Anhand der Ergebnisse lässt sich sagen, dass alle Probanden von Transzendenzerfahrungen in einer sehr großen interindividuellen und intraindividuellen Vielfalt (à Vielfalt zwischen Personen, aber auch innerhalb einer Person) berichteten. Durch die breite Konzeptualisierung konnten unterschiedlichste Erlebnisse verzeichnet werden, welche die Kriterien der Bewusstseinsveränderung, Kurzzeitigkeit, Gefühl von Bedeutsamkeit, Aufgehen in der Situation aufweisen.
Numinose Erlebnisse (Erfahrungen wie Einblicke in eine andere Wirklichkeit, Begegnung mit Unerklärlichem, das Erfahren eines Siebten Sinnes und Telepathie) wurden von der Hälfte der Probanden berichtet.
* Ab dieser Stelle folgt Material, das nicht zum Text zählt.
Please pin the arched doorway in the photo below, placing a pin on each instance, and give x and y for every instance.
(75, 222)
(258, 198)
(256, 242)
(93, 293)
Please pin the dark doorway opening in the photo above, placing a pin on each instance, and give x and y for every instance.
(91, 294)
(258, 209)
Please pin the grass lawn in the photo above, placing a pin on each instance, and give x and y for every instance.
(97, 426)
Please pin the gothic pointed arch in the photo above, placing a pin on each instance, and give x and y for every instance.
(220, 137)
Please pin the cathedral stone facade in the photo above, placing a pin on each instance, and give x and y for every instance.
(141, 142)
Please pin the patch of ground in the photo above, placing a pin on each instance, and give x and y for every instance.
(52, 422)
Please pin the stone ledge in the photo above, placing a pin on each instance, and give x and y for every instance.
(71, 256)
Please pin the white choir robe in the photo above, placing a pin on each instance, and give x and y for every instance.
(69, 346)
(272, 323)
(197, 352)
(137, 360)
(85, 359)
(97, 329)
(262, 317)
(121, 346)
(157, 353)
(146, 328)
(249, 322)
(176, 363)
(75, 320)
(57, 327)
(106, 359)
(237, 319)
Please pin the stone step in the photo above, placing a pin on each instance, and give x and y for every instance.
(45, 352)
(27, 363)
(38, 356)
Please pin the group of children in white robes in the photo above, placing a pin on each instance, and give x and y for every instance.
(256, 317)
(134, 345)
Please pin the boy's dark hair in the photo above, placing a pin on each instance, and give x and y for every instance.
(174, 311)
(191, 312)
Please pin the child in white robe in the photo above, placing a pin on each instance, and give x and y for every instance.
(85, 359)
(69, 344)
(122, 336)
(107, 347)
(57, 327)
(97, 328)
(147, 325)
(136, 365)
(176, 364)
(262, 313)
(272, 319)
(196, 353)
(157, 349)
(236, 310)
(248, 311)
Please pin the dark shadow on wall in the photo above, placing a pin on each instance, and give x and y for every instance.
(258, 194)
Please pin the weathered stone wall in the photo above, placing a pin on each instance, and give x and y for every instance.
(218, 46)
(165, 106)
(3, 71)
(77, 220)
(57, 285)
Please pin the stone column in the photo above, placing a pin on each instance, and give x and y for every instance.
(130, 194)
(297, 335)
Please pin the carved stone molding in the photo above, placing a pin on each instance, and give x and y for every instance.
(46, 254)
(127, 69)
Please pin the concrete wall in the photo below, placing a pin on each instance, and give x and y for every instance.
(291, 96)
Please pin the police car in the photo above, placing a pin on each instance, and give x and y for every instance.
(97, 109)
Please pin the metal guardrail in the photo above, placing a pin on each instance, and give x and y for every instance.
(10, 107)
Sie wurden meist als etwas erlebt, das ‚über einen kommt‘, als nicht aktiv herbei zu führen. Nach Tart (1960) kann eine Person umso mehr außergewöhnliche Bewusstseinszustände erfahren, je offener sie Erfahrungen gegenübersteht. Sie bedürfen eines gewissen Kontrollverlusts.
Den numinosen Erlebnissen wurden ‚natürliche‘ Erlebnisse gegenübergestellt: diese wurden als weniger bewusstseinsverändernd erfahren. Zu ihnen zählen Einheitserlebnisse, Selbstüberschreitungen, Ekstase und kraftspendende Beschäftigungen und Erlebnissen. Diese setzen eine stärkere Aktivität der Person voraus. Meistens finden diese Erfahrungen in der Freizeit statt. Dabei ist der Kontext oft ein Hobby (z.B. malen, Musik hören, lesen…). Diese Transzendenzerfahrungen können ebenfalls nicht herbeigeführt, aber durch bestimmte Handlungen und Einstellungen erleichtert werden – im Gegensatz zu den oben erwähnten paranormalen Erfahrungen. Personen wissen um die kraftspendende Wirkung und setzen sie bewusst ein.
Die Diplomarbeit beinhaltet neben den erwähnten Ergebnissen noch weitere interessante Erkenntnisse und Diskussionen zu diesem Themenbereich, sowie die Schlussfolgerung, dass Transzendenzerlebnisse etwas universal Menschliches sind, von dem beinahe jeder zu berichten weiß.